Model performance: 27.250000000000004%


#### Results
As we can see from above, using a text-based vectorization approach only resulted in roughly 27% accuracy on the testing data. This low accuracy measure is an indicator that this paradigm is inherently flawed and the patterns that may be extracted from the text are quite sparse barring the use of more advanced methods. In addition to the low accuracy, it is simply not feasible to execute this type of classification model on the entire dataset due to memory constraints of our target machine. This leads us to pursue other options.

### Numbers-Exclusive Approach
#### Overview
Contary to the previous method, we shall use all of the numerical columns in our transformed dataset as features. These columns include 'PlayNum', 'PlayerLinenumber', 'Act', 'Scene', and 'Line'. My hypothesis is that, due to the conditional structure of the numerical data as it relates to the player output, we may use a Decision Tree model with success. In addition, since the memory overhead of this model is much lower, we may process the entire dataset in a single model.

In [18]:
# Import the Tree-based models
from sklearn.tree import DecisionTreeClassifier

In [19]:
feature_names = ['PlayNum','PlayerLinenumber','Act','Scene','Line']
X = df[feature_names].to_numpy()
y = df['Player']

def standardModelEval(X,y,model):
    X_train, X_test, y_train, y_test = train_test_split(X, y, random_state=0)
    clf = model.fit(X_train, y_train)
    return clf.score(X_test,y_test)

In [20]:
model = DecisionTreeClassifier()
printPerformance(standardModelEval(X,y,model))

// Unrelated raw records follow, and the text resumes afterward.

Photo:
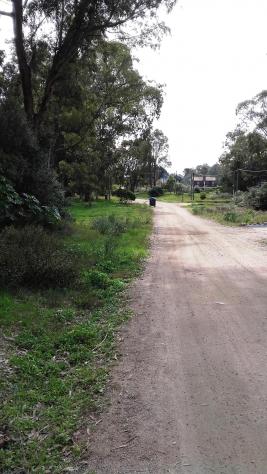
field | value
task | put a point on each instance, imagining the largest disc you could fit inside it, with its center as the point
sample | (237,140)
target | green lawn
(58,344)
(228,213)
(186,198)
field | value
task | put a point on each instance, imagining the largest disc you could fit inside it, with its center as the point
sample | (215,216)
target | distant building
(205,181)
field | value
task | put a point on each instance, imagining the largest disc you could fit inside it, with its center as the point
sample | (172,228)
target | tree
(253,114)
(159,154)
(49,36)
(170,184)
(97,126)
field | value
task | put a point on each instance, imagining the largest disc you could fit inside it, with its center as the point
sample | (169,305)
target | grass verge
(228,214)
(57,344)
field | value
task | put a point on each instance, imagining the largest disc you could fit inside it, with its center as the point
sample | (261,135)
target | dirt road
(189,394)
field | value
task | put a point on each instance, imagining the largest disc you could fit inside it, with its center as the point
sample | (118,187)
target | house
(205,181)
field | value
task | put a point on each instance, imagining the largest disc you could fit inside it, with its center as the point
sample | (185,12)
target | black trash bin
(152,201)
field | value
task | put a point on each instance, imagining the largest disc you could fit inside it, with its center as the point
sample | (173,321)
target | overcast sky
(215,58)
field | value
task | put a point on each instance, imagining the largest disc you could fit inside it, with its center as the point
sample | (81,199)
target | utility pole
(192,186)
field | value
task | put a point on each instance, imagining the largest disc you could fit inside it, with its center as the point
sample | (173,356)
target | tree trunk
(24,68)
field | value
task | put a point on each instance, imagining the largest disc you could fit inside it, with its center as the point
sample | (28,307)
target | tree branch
(6,13)
(24,68)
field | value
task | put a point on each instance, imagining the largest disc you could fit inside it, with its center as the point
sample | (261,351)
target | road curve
(189,394)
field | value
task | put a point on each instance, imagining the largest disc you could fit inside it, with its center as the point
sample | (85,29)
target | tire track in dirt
(189,394)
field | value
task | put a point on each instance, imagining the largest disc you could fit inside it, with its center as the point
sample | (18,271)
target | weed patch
(59,342)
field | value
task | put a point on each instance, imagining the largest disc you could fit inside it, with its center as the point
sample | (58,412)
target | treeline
(76,116)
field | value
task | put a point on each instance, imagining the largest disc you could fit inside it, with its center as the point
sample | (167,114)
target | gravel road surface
(189,394)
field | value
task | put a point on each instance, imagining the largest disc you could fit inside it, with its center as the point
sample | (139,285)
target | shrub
(124,194)
(155,191)
(24,209)
(97,279)
(256,197)
(30,256)
(109,225)
(231,216)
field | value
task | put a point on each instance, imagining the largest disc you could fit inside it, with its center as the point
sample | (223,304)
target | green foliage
(61,343)
(256,197)
(231,216)
(30,256)
(156,191)
(124,195)
(24,209)
(110,225)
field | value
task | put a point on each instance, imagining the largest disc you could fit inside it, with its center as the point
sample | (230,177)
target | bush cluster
(31,257)
(110,225)
(124,194)
(24,208)
(155,191)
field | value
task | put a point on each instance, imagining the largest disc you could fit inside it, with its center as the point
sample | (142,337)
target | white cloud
(215,58)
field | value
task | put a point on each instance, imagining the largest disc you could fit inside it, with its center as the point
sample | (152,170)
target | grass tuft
(58,344)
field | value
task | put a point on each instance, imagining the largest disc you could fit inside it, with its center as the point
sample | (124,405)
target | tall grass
(58,342)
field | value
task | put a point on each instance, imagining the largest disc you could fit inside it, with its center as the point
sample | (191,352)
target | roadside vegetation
(58,340)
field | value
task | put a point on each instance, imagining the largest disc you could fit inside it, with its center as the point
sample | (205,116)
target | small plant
(124,194)
(30,256)
(231,216)
(109,225)
(97,279)
(24,209)
(156,191)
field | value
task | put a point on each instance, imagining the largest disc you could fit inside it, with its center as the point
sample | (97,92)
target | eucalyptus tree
(50,35)
(111,106)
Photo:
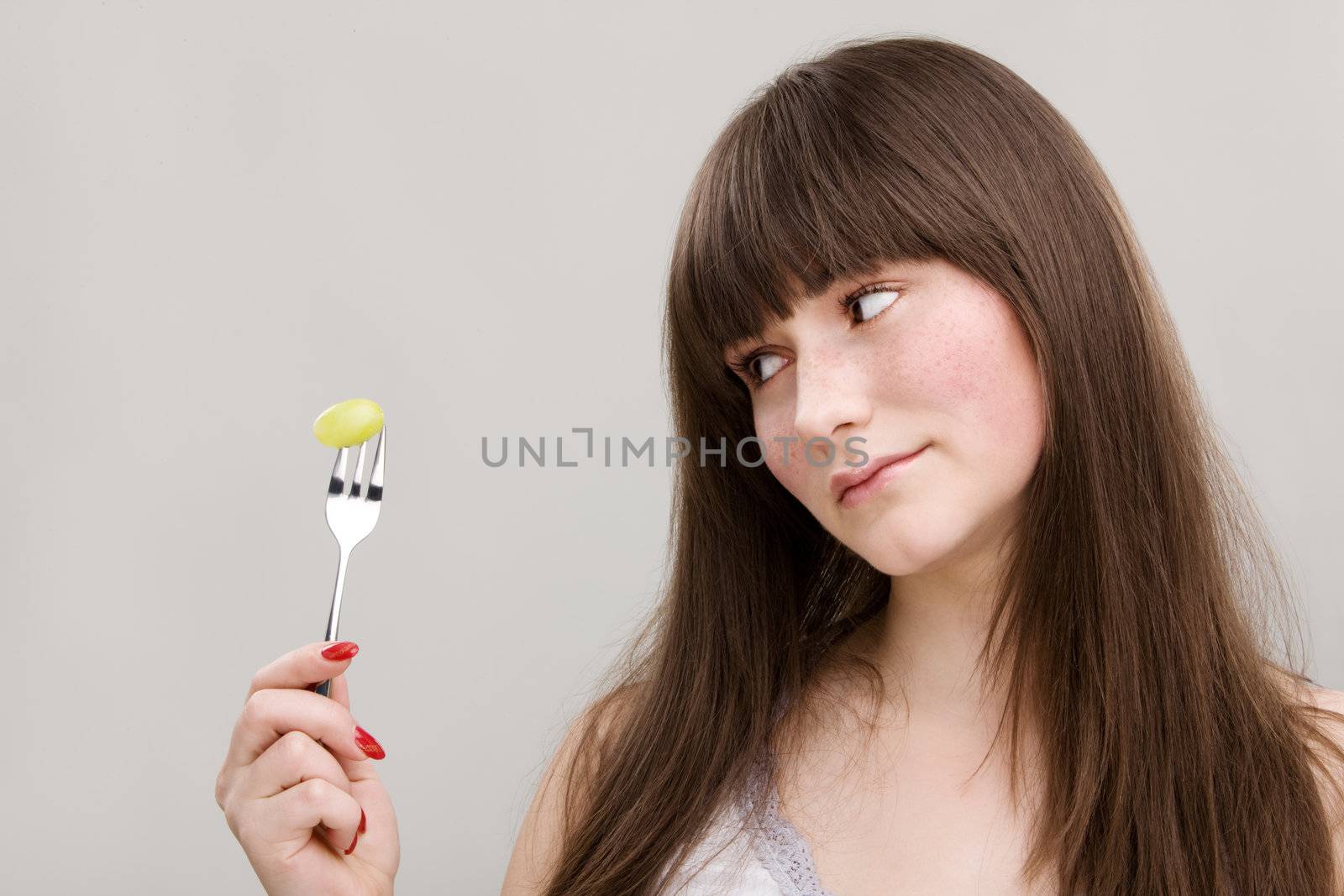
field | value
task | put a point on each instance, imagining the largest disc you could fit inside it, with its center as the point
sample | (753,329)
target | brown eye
(871,301)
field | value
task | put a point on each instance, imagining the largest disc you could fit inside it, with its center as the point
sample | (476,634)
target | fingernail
(366,741)
(340,651)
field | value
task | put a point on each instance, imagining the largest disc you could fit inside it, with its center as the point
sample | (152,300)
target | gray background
(221,217)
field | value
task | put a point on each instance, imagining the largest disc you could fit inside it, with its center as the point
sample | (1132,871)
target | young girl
(971,604)
(1023,660)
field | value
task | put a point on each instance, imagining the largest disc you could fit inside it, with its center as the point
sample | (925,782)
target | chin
(904,547)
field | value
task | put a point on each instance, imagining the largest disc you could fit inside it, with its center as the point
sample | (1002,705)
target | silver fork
(351,517)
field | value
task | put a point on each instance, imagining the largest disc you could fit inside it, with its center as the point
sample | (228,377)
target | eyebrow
(827,285)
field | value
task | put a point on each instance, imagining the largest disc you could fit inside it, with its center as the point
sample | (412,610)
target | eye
(871,301)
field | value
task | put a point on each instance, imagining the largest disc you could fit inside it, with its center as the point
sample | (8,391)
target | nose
(830,396)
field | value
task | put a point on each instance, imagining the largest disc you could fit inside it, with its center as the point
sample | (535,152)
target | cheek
(784,458)
(976,371)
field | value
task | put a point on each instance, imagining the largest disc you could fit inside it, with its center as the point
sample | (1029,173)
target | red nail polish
(366,741)
(340,651)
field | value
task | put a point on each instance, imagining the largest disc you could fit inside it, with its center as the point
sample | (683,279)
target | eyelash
(743,365)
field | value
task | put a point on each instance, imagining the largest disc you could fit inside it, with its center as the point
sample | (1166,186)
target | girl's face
(927,358)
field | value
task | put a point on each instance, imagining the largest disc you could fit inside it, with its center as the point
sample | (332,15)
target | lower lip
(858,493)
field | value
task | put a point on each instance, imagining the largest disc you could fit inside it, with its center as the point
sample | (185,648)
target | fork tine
(375,479)
(338,483)
(360,470)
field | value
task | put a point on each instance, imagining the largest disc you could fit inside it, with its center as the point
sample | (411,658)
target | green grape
(349,422)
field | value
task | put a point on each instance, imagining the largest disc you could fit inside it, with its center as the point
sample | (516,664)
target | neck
(927,641)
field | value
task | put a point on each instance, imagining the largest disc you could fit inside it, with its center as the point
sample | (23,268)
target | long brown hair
(1137,602)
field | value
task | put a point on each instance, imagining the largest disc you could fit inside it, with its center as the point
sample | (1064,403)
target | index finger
(302,667)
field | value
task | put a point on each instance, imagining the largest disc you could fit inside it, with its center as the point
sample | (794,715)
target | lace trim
(780,848)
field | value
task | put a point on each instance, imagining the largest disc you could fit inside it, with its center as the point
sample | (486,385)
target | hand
(296,786)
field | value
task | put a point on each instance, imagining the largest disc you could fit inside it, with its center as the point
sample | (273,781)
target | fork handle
(324,688)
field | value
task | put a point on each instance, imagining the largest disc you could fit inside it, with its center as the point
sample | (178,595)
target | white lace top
(741,856)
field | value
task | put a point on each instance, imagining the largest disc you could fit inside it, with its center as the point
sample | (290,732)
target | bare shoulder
(562,790)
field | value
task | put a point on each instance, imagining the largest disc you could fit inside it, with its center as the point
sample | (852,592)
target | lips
(840,483)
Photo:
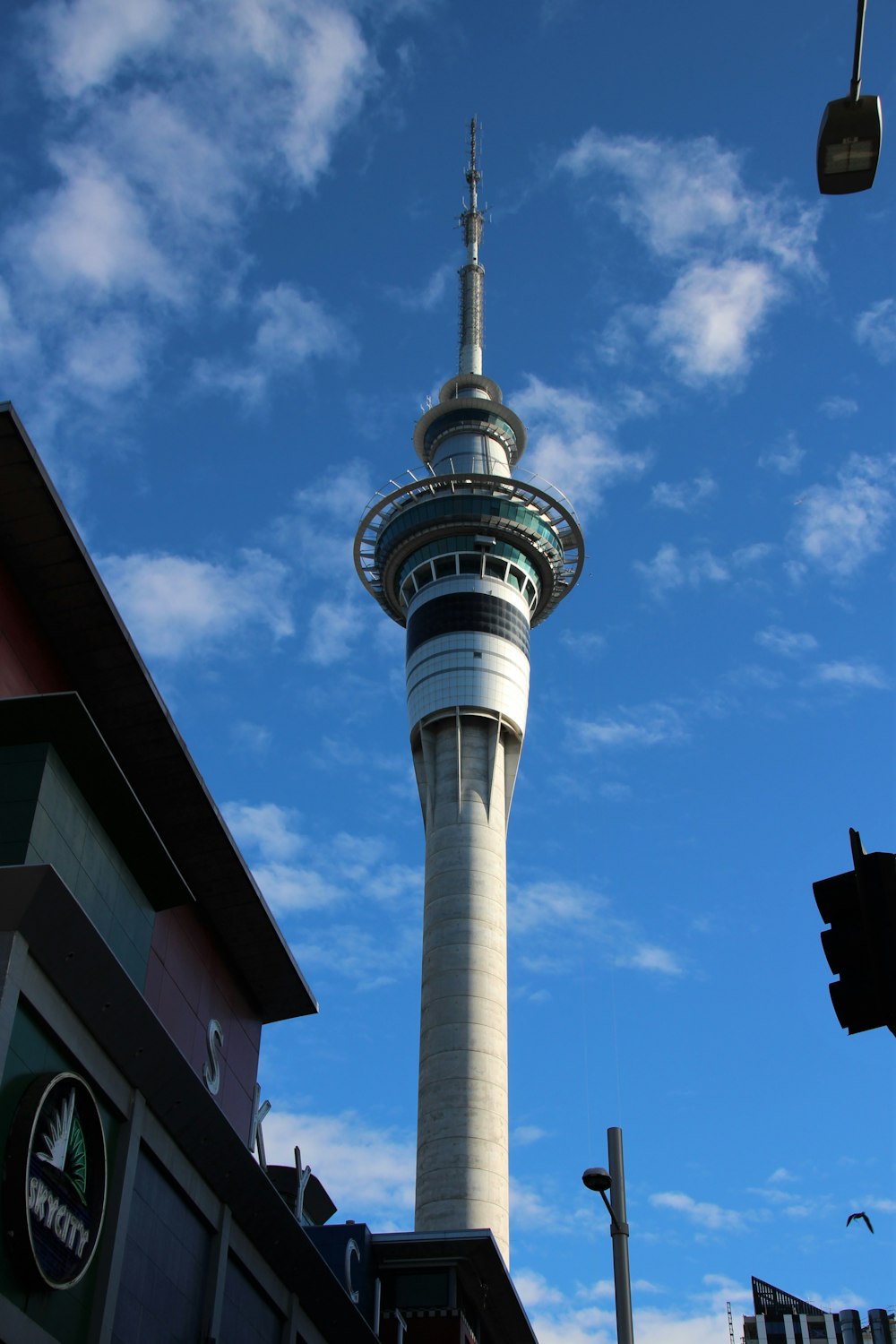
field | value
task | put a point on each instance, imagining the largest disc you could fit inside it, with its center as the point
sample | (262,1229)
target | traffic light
(860,946)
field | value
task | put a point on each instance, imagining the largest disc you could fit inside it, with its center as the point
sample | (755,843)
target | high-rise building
(466,554)
(137,965)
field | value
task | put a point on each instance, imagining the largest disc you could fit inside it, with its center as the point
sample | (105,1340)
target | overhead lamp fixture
(850,132)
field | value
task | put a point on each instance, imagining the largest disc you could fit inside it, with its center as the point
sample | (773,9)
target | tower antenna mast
(471,274)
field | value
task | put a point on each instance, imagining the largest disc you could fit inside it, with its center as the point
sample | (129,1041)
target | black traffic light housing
(860,946)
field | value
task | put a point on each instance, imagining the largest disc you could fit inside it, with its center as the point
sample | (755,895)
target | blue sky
(228,288)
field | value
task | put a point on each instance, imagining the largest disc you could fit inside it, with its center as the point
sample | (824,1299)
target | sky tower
(466,554)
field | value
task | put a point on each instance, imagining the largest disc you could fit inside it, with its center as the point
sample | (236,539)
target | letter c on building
(351,1249)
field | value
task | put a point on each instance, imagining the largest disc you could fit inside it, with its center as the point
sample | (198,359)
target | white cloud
(93,231)
(670,570)
(252,737)
(783,457)
(790,642)
(429,296)
(711,314)
(731,247)
(645,726)
(839,408)
(712,1217)
(689,195)
(650,957)
(525,1134)
(108,357)
(841,527)
(853,674)
(331,70)
(290,331)
(560,1320)
(163,126)
(265,827)
(89,40)
(568,444)
(177,607)
(547,905)
(684,495)
(295,874)
(584,644)
(367,1172)
(332,631)
(876,328)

Model performance: 74.78813559322035%


#### Results
As we can see above, we achieved roughly 75% accuracy on our tree-based model. This model was very fast and required very little memory compared to the text vectorization model. These properties enabled us to train and test our entire dataset at one time. Although this percentage isn't perfect, the high speed and low memory allow us to work with this model over our entire dataset.

### Conclusion
The text-based analysis and modeling proved to be difficult in this project due to the sheer amount of data and the lack of textual patterns available to classify characters. On the contrary, utilization of the numerical features of our dataset and the deployment of a decision tree model proved to be not only much more accurate, but also fast and memory efficient in the context of our entire dataset. Although the text model proved ineffective in our limited trial, the idea may still be put to good use in conjuction to a tree-based model. Due to time constraints, we were not able to explore the concept of model combination, but this concept may prove useful in the context of this problem.